To assess network recovery, we compared the original graph with generated graphs. In these case studies, both degree and community augmentation lead to generated networks that best resembled original networks. In the karate network, the normalized root mean square error (NRMSE) between the complementary cumulative distribution function (CCDF) of the original and the best-returned graph's degree-distribution is 0.0508. Visually, the original graph and the final generated graph have nearly identical topological structures. For the unipartite healthcare network, the NRMSE between the CCDF of the original and the best generate graphs degree-distribution is 0.0514. Likewise, the final graph has the same number of communities and similar internal community structures compared to the original one.

Reference:

[1] A. V. Sathanur, S. Choudhury, C. Joslyn, and S. Purohit, "When Labels Fall Short: Property Graph Simulation via Blending of Network Structure and Vertex Attributes," Proceedings of the 2017 ACM on Conference on Information and Knowledge Management, pp. 2287–2290, Nov. 2017, doi: 10.1145/3132847.3133065.

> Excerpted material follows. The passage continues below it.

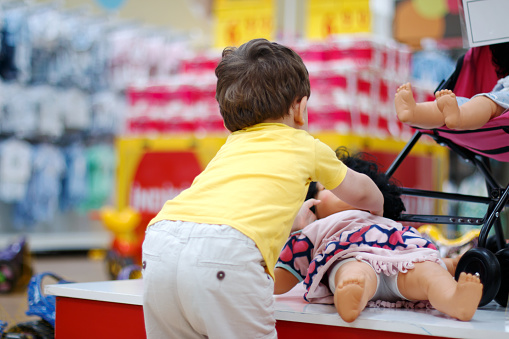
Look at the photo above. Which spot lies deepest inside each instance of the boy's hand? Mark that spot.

[2] B. Karrer and M. E. J. Newman, "Stochastic blockmodels and community structure in networks," Phys. Rev. E, vol. 83, no. 1, p. 016107, Jan. 2011, doi: 10.1103/PhysRevE.83.016107.
[3] W. W. Zachary, "An Information Flow Model for Conflict and Fission in Small Groups," Journal of Anthropological Research, vol. 33, no. 4, pp. 452–473, Dec. 1977, doi: 10.1086/jar.33.4.3629752.
[4] G. Csardi and T. Nepusz, "The igraph software package for complex network research," p. 10.
[5] F. Radicchi, C. Castellano, F. Cecconi, V. Loreto, and D. Parisi, "Defining and identifying communities in networks," Proc. Natl. Acad. Sci. U.S.A., vol. 101, no. 9, pp. 2658–2663, Mar. 2004, doi: 10.1073/pnas.0400054101.
[6] M. D. Nemesure, T. M. Schwedhelm, S. Sacerdote, A. J. O'Malley, L. R. Rozema, and E. L. Moen, "A measure of local uniqueness to identify linchpins in a social network with node attributes," Appl Netw Sci, vol. 6, no. 1, p. 56, Dec. 2021, doi: 10.1007/s41109-021-00400-8.